Is it too late for RIM to play catchup?

Taylor Martin
 from Concord, NC
Published: December 13, 2010

BlackBerry, a once highly regarded smartphone brand, now an outdated platform with the same ol' form factor we saw introduced around ten years ago. RIM has been in a two-year slump and has done little to change it until recently with their acquisitions and somewhat adventurous form factor.

Now that they have decided to get the ball rolling, is it too late? When their slump began, iOS was established and putting on the finishing touches; Android was just hitting the market in its early form, wowing people for the first time; webOS was in the same boat as Android, but not in quite as prosperous of a position; and Windows Phone 7 was just an idea that had yet to come to life.

Things have changed quite a bit in the time that RIM has been sitting on their heels, contemplating what to do. Apple has refined iOS and honed in on some of the less-than-spectacular aspects of the OS to make it more appealing and user friendly; Android has put out multiple updates and turned what was early, maybe even beta software, into a very solid operating system; webOS is preparing for round two; and Windows Phone 7's launch was considered a great success.

A few days ago we saw exactly how much Verizon's new push for Android has affected BlackBerry sales, and it's about the same story across the board, with AT&T, Sprint, and T-Mobile. As carriers expand their smartphone lineup with different mobile platforms and unique form factors, RIM will have a mountain to climb, a near vertical ascent, to even get back on track.
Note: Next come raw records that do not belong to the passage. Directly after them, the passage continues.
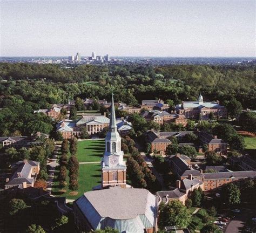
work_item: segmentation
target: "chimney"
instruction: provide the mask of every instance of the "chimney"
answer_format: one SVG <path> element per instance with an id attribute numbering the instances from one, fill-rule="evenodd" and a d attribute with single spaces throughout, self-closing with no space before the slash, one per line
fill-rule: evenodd
<path id="1" fill-rule="evenodd" d="M 22 188 L 26 188 L 26 182 L 22 182 Z"/>
<path id="2" fill-rule="evenodd" d="M 180 181 L 179 180 L 177 180 L 176 181 L 176 188 L 180 189 Z"/>
<path id="3" fill-rule="evenodd" d="M 188 180 L 193 180 L 193 175 L 192 174 L 188 174 Z"/>
<path id="4" fill-rule="evenodd" d="M 44 194 L 44 189 L 43 188 L 39 188 L 39 194 L 41 195 L 42 195 Z"/>

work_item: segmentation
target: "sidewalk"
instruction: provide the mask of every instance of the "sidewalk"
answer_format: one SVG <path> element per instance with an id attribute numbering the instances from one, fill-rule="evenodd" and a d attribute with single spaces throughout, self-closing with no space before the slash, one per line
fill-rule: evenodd
<path id="1" fill-rule="evenodd" d="M 58 158 L 58 154 L 59 151 L 60 150 L 61 146 L 59 145 L 55 145 L 55 150 L 53 152 L 53 155 L 52 159 L 51 159 L 50 162 L 48 162 L 47 165 L 50 166 L 50 168 L 48 170 L 48 174 L 49 177 L 46 181 L 47 187 L 46 190 L 51 193 L 52 189 L 52 186 L 53 184 L 54 180 L 54 173 L 55 172 L 56 167 L 58 166 L 59 165 L 57 162 Z"/>
<path id="2" fill-rule="evenodd" d="M 102 162 L 80 162 L 79 164 L 93 164 L 93 163 L 100 163 Z"/>

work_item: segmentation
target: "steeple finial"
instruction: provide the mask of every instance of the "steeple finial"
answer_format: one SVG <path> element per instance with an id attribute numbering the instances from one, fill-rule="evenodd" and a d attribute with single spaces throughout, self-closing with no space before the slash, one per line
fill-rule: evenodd
<path id="1" fill-rule="evenodd" d="M 112 102 L 111 102 L 111 111 L 110 122 L 109 124 L 110 128 L 117 128 L 117 124 L 116 122 L 116 113 L 114 112 L 114 94 L 112 93 Z"/>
Even with the help of QNX, the PlayBook, TAT's amazing user interface concepts, and the Torch's improving sales, it would take a lot to restore customer faith in the former mobile king. Sure, they're learning to adapt. They're pulling many different amazing technologies together to cram them into one device and create the ultimate FrankenBerry. If RIM can pull it off and they can impress customers with new, modernized software, what then? Will they grow complacent and fall behind again? Or have they learned their lesson? Only time will tell. I know that not a lot of people will be willing to risk getting left in the DOS ages again, will you?